The much anticipated report provided no fireworks. It turned out to be the proverbial damp squib.
The language used was underwhelming to say the least. Few members of the public will bother wading through its 656 pages. Compared to the RHI oral hearings, there was nothing passionate, punchy or eye-catching here.
“Ineffective” was the strongest adjective used against any of the RHI players. Some observers will surely now question whether the £7m inquiry was worth it.
The DUP’s opponents claimed that corruption lay at the heart of the cash-for-ash scandal. Sir Patrick profoundly disagreed.
“Corrupt or malicious activity on the part of officials, ministers or special advisers was not the cause of what went wrong with the Northern Ireland RHI scheme (albeit the inquiry has identified some instances where behaviour was unacceptable,” the report states.
“Rather the vast majority of what went wrong was due to an accumulation and compounding of errors and omissions over time..."
The DUP leader’s job is safe. The fire has gone out of RHI.
The media received an advance copy of the report at midday, two hours before publication. As journalists were reading the massive document in Stormont’s Senate chamber, leading DUP figures were in the basement canteen below.
Arlene Foster, the party’s powerful chief executive Timothy Johnston, and director of communications John Robinson – chatted to staff and other politicians before sitting down to lunch.
The report provided next to nothing for the trio to worry about. Mrs Foster’s head was most definitely not on the plate.
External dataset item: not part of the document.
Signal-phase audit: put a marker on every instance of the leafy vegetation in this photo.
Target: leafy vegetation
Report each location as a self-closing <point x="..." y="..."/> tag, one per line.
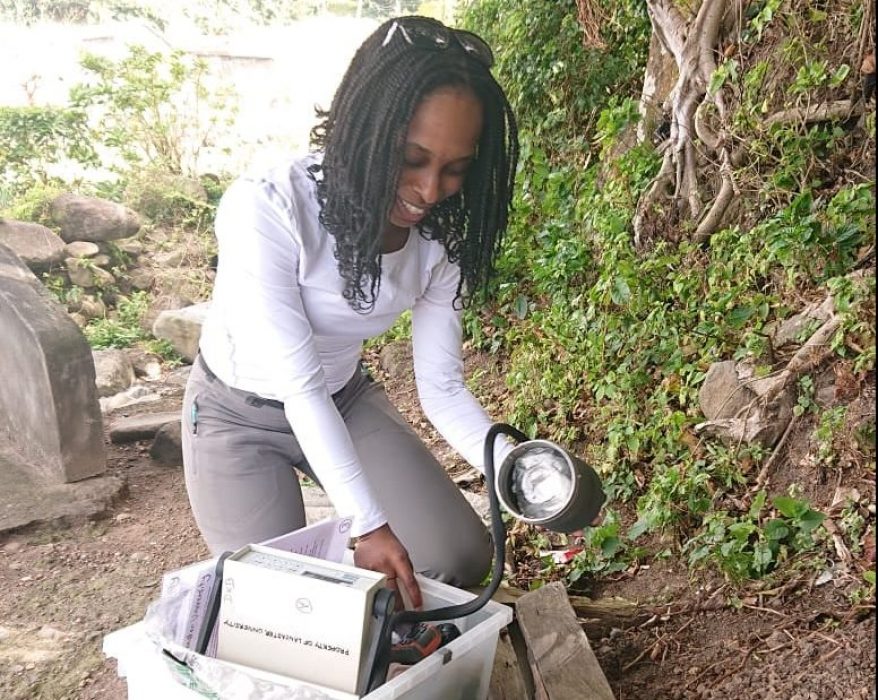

Her grasp of the RHI details when Department of Enterprise, Trade and Investment (DETI) minister was noted, but it was stressed that she at times received inaccurate information from civil servants who were ill-equipped to manage the scheme.
The DUP leader’s special adviser in the department, Andrew Crawford, had three close relatives who between them had 11 RHI boilers. He twice sent confidential RHI information to his poultry farming cousin Richard.
The report was far more gentle on him that had been anticipated. Although he was criticised, Sir Patrick concluded that the key allegation against Mr Crawford was untrue – “he did not deliberately delay the introduction of (RHI) cost controls”.
A finding of corruption at Stormont would have destroyed the DUP and ended Mrs Foster’s career. The party could have lived with one of gross incompetence. In the end, it didn’t face even that.
The DUP leader’s job is safe. The fire has gone out of RHI.